Deposition ordered to take place on 9/7/2022 at time and location to be determined by defense counsel.

            Therefore, the Court does not approve of any fees in opposing this motion because had sanctions been requested by defendant, plaintiff and his counsel would have been sanctioned for discovery abuse.  This removes $______ from the billing.

            There are a number of billing which relate to a paralegal's clerical work.  This work is the cost of running an office and there can be no recovery for that type of billing.  This removes $_______ from the billing.

            The vast majority of time spent in this case is filing the motion for attorney fees and the reply which totals $______ of the total billing.  The court finds that the time billed is inflated and unreasonable.  Similarly, the time for ____ is also inflated and unreasonable.  The court finds that the billing was approximately double of what a reasonably trained attorney in similar circumstances in this County would bill.

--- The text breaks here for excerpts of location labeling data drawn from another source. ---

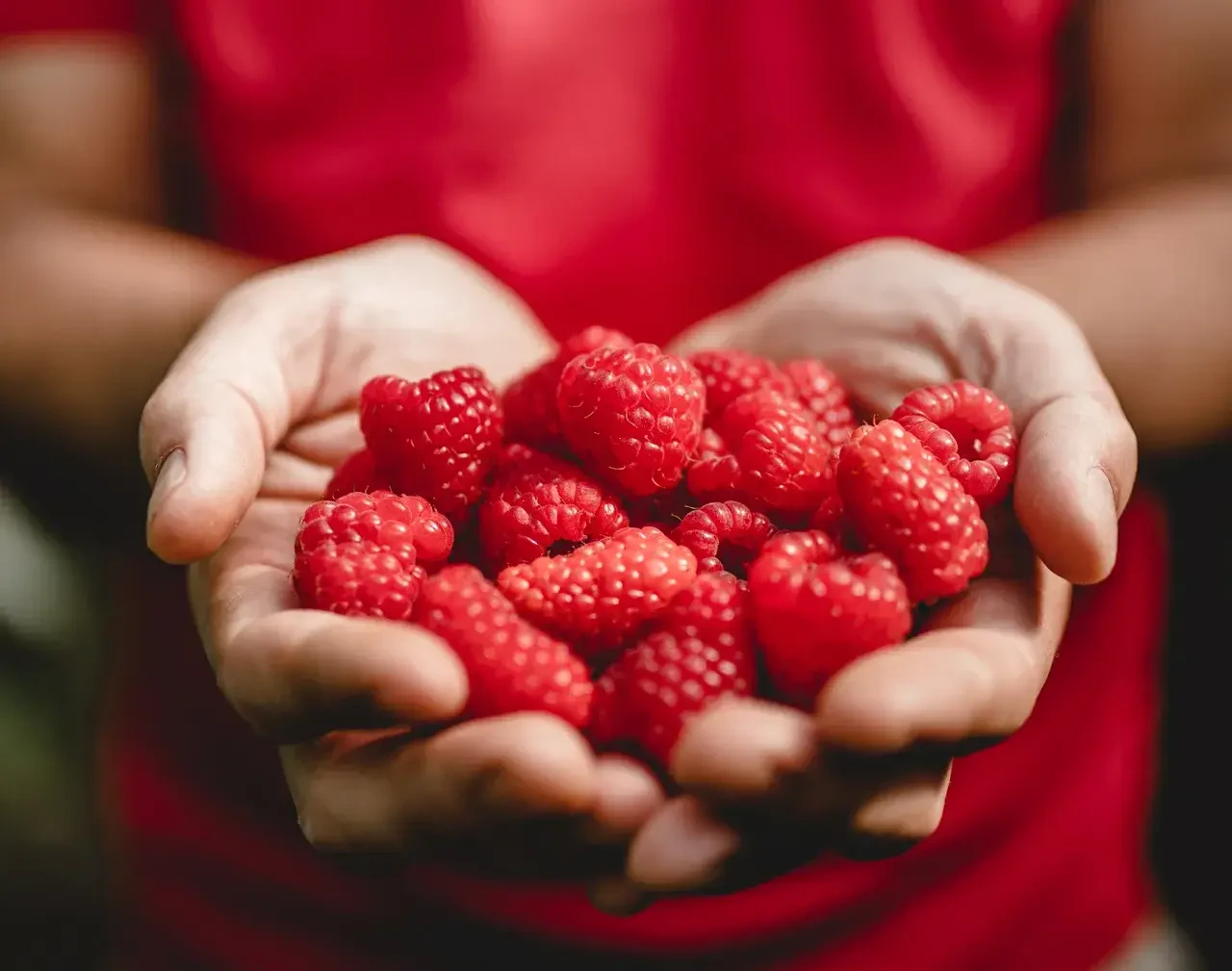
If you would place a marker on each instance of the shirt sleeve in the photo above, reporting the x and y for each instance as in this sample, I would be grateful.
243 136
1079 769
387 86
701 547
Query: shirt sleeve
27 17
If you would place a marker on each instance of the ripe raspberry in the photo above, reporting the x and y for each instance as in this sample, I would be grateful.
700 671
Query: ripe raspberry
537 503
404 525
724 536
435 438
601 593
531 414
783 461
971 430
699 652
730 373
662 510
356 579
903 503
816 613
357 473
510 664
821 392
632 414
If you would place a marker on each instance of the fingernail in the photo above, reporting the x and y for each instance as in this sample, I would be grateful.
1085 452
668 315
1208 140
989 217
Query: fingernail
1101 491
170 475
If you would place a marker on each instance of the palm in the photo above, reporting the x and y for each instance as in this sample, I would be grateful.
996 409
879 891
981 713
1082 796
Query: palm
888 318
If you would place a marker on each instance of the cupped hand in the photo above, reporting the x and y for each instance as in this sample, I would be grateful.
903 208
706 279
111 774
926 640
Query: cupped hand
768 787
238 439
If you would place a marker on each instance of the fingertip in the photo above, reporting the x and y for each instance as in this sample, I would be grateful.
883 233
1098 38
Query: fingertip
628 794
743 747
424 679
1070 523
1077 464
682 847
205 486
537 763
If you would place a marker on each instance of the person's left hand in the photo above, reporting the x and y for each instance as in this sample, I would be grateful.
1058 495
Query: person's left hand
766 787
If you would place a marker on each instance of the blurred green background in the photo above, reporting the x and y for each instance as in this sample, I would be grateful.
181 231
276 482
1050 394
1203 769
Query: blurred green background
53 900
52 888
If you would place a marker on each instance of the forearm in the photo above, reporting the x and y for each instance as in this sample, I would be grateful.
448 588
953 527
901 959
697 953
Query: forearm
1149 282
92 311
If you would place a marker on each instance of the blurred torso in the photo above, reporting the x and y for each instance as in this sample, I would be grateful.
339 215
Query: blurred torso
638 164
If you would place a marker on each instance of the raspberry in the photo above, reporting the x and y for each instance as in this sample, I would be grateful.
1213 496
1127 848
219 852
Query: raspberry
531 414
724 536
403 525
357 579
632 414
902 501
830 517
971 430
662 510
699 652
730 373
779 460
816 613
435 438
539 501
510 664
357 473
821 392
601 593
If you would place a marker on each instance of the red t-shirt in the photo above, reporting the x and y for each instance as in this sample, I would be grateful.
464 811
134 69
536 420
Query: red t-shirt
638 164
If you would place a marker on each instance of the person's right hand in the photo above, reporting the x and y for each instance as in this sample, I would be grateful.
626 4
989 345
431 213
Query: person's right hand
238 439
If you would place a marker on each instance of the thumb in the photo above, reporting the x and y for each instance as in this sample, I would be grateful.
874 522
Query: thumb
208 427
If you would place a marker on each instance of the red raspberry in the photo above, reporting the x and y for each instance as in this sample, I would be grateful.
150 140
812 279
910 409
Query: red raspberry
971 430
357 579
510 664
357 473
531 414
699 652
730 373
435 438
601 593
632 414
902 501
821 392
830 517
779 457
816 613
404 525
724 536
537 503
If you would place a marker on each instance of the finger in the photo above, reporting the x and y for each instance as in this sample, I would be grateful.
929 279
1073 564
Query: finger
898 815
973 675
743 750
297 673
1077 457
682 846
326 442
628 794
419 796
210 425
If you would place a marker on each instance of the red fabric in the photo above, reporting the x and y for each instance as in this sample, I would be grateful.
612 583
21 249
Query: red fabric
638 164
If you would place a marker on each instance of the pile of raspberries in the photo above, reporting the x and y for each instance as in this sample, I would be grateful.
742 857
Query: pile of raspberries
626 536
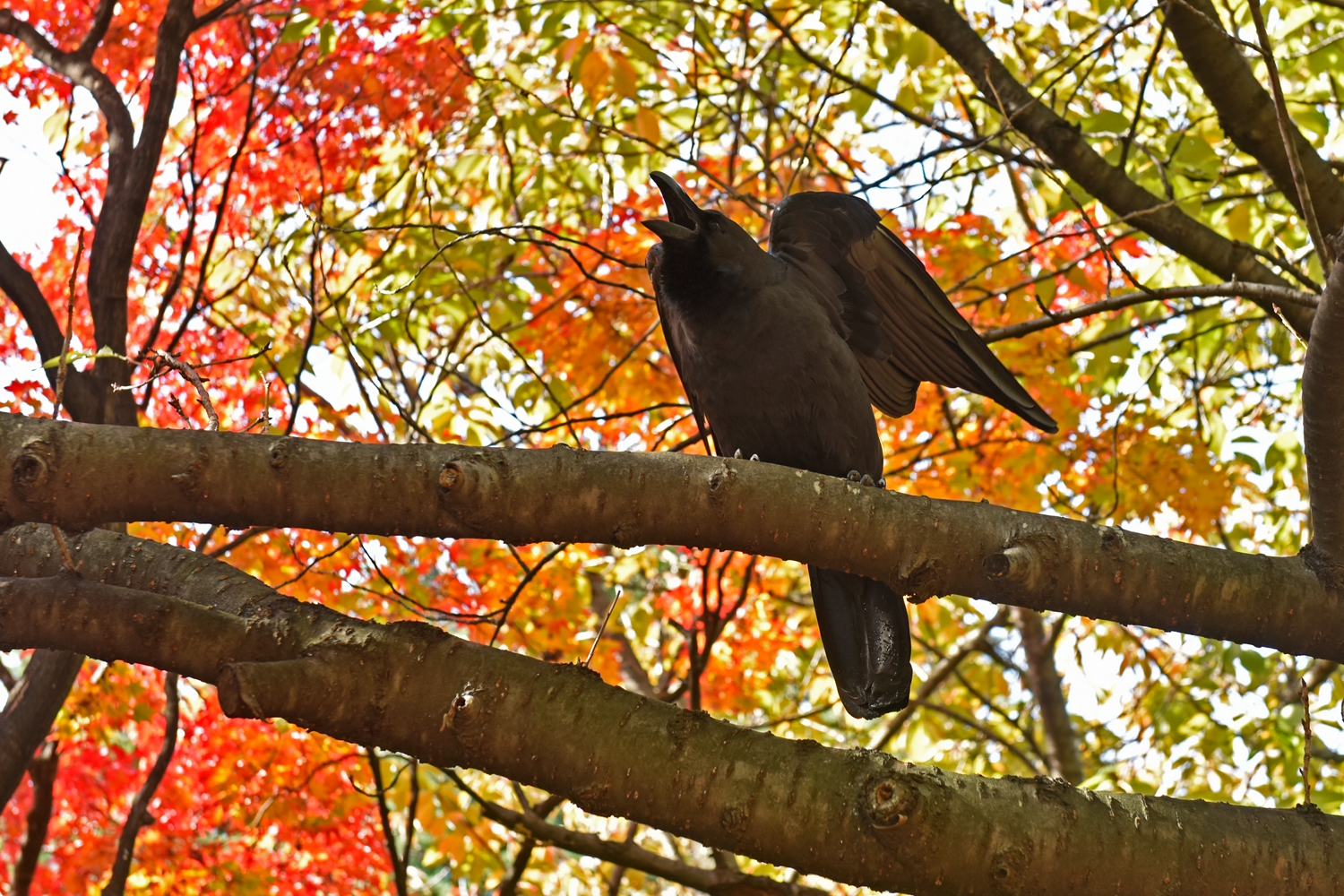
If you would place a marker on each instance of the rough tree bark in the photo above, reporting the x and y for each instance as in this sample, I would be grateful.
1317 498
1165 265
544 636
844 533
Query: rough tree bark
1322 421
1070 151
74 476
852 815
90 397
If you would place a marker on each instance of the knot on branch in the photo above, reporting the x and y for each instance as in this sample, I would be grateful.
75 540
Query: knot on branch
31 469
890 802
470 478
1327 570
1018 563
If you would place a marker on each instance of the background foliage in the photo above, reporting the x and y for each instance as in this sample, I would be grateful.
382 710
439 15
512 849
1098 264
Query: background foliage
419 222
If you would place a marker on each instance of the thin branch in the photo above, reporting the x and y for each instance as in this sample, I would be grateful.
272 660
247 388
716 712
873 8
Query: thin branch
628 855
188 373
375 767
42 772
70 330
1262 292
140 815
941 673
1285 128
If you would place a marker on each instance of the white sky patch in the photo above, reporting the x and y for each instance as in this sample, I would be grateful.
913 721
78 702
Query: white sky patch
29 179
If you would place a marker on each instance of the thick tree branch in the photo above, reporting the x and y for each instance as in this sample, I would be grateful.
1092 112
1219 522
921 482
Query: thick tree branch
1072 152
75 476
852 815
1246 110
80 70
82 395
720 882
1322 433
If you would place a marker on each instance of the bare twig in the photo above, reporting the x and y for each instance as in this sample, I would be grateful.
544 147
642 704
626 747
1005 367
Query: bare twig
1305 694
70 327
610 607
191 376
375 766
239 540
1285 126
524 853
69 563
140 815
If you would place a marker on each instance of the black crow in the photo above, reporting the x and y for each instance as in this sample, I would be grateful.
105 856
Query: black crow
781 355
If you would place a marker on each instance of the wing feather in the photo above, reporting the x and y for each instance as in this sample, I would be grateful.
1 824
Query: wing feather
897 320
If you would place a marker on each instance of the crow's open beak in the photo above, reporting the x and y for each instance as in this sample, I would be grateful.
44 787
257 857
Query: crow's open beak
683 215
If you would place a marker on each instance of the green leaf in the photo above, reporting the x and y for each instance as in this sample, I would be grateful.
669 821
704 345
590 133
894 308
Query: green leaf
1112 123
298 27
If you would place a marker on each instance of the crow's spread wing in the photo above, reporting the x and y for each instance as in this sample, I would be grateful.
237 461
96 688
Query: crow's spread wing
895 319
669 330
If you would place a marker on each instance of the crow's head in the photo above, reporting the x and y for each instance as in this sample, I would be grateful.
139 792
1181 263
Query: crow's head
701 239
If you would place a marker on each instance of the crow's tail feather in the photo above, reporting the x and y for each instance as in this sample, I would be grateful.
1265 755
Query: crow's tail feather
866 633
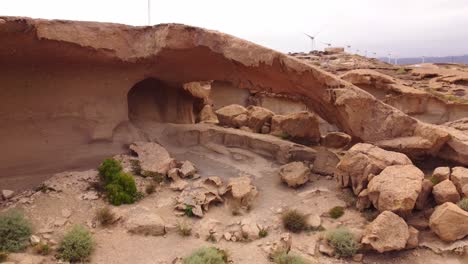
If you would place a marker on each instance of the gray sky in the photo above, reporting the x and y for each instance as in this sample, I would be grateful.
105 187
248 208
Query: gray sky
403 27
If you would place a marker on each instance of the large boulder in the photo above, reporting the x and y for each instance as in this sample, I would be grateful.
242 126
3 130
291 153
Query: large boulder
227 114
361 161
294 174
153 158
302 125
459 177
445 192
396 188
449 222
387 232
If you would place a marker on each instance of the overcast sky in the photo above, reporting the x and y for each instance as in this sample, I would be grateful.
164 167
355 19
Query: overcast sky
403 27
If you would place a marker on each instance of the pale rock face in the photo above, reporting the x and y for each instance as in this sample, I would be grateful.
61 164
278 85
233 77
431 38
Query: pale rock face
445 192
363 160
441 173
396 188
459 177
153 158
449 222
303 125
294 174
387 232
227 114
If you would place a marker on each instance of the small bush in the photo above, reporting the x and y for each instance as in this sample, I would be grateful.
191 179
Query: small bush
122 190
77 245
105 216
42 249
184 228
207 255
294 221
343 241
109 169
15 231
285 258
336 212
463 204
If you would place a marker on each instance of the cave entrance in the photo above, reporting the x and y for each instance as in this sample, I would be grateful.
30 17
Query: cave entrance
157 101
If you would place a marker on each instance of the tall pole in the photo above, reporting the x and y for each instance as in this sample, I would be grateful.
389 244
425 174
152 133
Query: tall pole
149 12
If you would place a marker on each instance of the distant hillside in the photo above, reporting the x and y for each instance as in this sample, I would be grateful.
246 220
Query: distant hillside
448 59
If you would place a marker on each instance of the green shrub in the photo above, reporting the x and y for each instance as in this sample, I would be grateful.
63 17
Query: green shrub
77 245
109 169
336 212
285 258
463 204
294 221
15 231
105 216
207 255
343 241
122 190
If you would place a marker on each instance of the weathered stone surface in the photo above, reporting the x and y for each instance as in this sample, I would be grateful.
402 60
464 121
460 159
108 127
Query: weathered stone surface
153 158
227 114
387 232
207 115
365 159
303 125
449 222
294 174
424 195
396 188
441 173
336 140
459 177
445 192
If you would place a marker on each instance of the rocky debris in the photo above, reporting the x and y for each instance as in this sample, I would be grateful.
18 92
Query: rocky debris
445 192
294 174
424 195
361 161
302 125
449 222
207 115
387 232
187 169
154 159
441 173
459 177
227 114
396 188
336 140
142 222
243 192
7 194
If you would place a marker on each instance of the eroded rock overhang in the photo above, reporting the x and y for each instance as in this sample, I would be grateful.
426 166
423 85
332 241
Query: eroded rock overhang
177 53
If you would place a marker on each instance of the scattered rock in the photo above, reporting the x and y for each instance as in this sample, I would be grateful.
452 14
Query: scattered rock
449 222
396 188
445 192
336 140
294 174
386 233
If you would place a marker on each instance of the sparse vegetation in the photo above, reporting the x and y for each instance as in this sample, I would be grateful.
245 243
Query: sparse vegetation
343 241
294 221
336 212
285 258
105 216
42 249
77 245
207 255
184 228
15 231
463 204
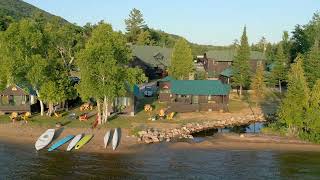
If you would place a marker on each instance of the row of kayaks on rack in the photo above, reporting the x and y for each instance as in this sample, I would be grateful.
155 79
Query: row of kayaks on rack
76 142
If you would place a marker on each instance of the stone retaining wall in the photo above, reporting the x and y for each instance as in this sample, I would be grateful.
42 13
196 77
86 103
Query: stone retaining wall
154 136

            The court notes that fully 23% of the fees (or about $17,000) sought are solely due to the motion for fees.  A review of that billing seems inflated and the motion overworked.  The court deducted time from that billing and another $5,000 upon further review. The court closely reviewed each line of the billings and has calculated a reduced amount of $49,543.50 as a reasonable fee.  Essentially this case was a few Case Management Conferences, a motion to compel, and an MSC.  Nothing else of significance was done.  The case was not yet worked up for trial.  No summary judgment motion was opposed.  Multiple depositions did not take place.  A 5.3 hour deposition of the plaintiff was taken. The court's calculations showing reductions cannot be uploaded to the tentative ruling site but will be available for inspection at the time of the hearing.

The motion for attorneys’ fees is GRANTED in Part.  Plaintiff is awarded the reduced amount of $49,543.60.

 

            IT IS SO ORDERED, MOVING PARTY TO GIVE NOTICE.